Fibre from vegetables keeps you full longer, making it easier to skip late-night snacks. Antioxidants in fruits like oranges and berries support immunity, especially during cold and flu season.
Children learn by watching. When parents reach for fruit instead of biscuits, kids follow. Family meals built around vegetables normalise the habit early.
Freezing and preserving help too. Blanch excess spinach or carrots and freeze in portions. Blend overripe bananas with a little water and freeze into popsicles. Nothing goes to waste, and you have ready portions for busy days.
The WHO didn’t pick 400 grams randomly. It is the minimum intake shown in large population studies to deliver measurable health gains. More is better, but five is the starting line. Track it for a week: jot down every fruit and vegetable you eat.
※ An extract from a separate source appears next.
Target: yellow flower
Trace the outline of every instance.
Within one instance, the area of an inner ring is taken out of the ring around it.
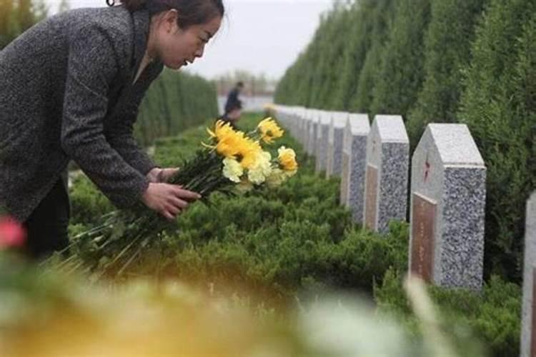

Most people are surprised at how little they actually consume and how easy it is to add one more handful.
This isn’t about perfection. Some days you’ll hit three portions, others seven. The goal is progress, not pressure. Start where you are: one extra vegetable at dinner, one fruit with breakfast. Over time, five becomes automatic.
Your body doesn’t need supplements or superfoods. It needs real food, whole, colourful, and varied. Five portions a day isn’t a trend. It is a quiet, daily investment in a longer, stronger life. One bite at a time, five portions isn’t just possible, it is powerful.